I’m listening to The Strokes’ ‘Not the Same Anymore’. This great and bitter line about how “you’d make a better window than a door”. 

Sometimes you have to wonder if the psychic chemistry of song writing really does come down at each of us like a knife from the gods. Not separated at all, but strangely webbed in resonances just off the edge of explication, and right on the button of feeling.

I see an old yellow painted corner store converted into a home, a teddy bear hoisted to a high window peering down the street.

I see new apartments across a main road that look like an attempt to picture the future. Only a few lights on.

I hear garbages being dragged on their wheels, bumping the gravel of the pavement. I hear the light rail pass in a vibration that passes through the homes that line the tracks. Noises that even penetrate the music on my headphones.

Ibis strut across the side streets. Slow moving cars with early headlights on, cruise some territory between care and aimlessness and predation.

A Chinese couple rob bins of plastic and cans to cash in at recycling machine somewhere else tonight. Clouds are fallen from some higher place, talc on the god blue of the sky and further on, towards the horizon, a faint orange discolouring edges the night’s first greys.

The trees and their hanging branches and leaves remind me of scratches and weeping. Suffering, green and shapely and alive from another time, almost able to speak if you want to stop and hear them.

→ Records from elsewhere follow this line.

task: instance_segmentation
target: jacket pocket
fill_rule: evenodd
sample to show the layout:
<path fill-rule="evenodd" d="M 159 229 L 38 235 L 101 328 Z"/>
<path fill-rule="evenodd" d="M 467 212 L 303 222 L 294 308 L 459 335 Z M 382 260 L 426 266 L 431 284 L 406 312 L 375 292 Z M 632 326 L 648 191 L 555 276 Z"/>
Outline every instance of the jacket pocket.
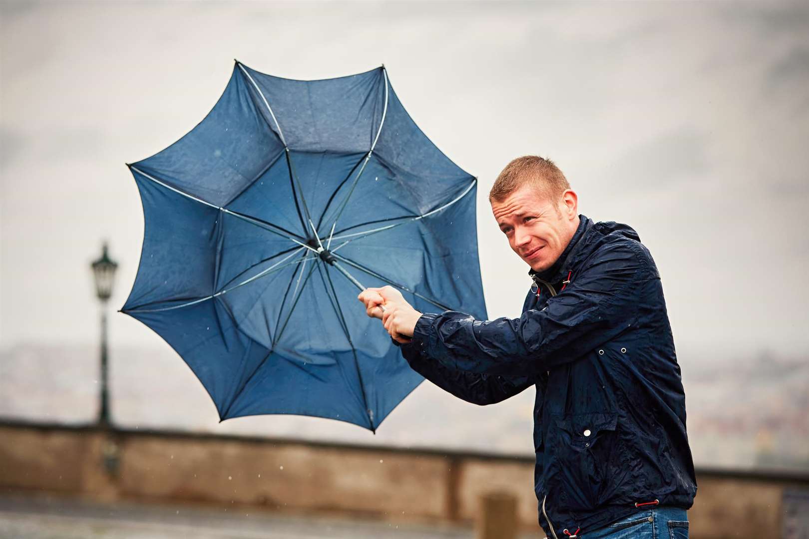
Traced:
<path fill-rule="evenodd" d="M 616 432 L 617 419 L 615 413 L 575 414 L 555 419 L 546 448 L 553 451 L 553 470 L 546 477 L 550 495 L 558 496 L 570 511 L 592 511 L 604 503 L 605 493 L 613 490 L 613 476 L 625 460 Z"/>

In the gutters I see childhood, it’s stones and twigs and places to sit and talk.

Street lights are coming on. Eyes of gold. I walk uphill in the middle of a road, my legs growing longer, my breathing stronger in the electrical oxygen of an evening freshness. 

I’m so tall the trees seem to move or touch my hair. I find a place to stand and watch the sunset spread in a flame of pink across the houses before me. I think maybe, today, I can walk across the roofs and step into a magic hour.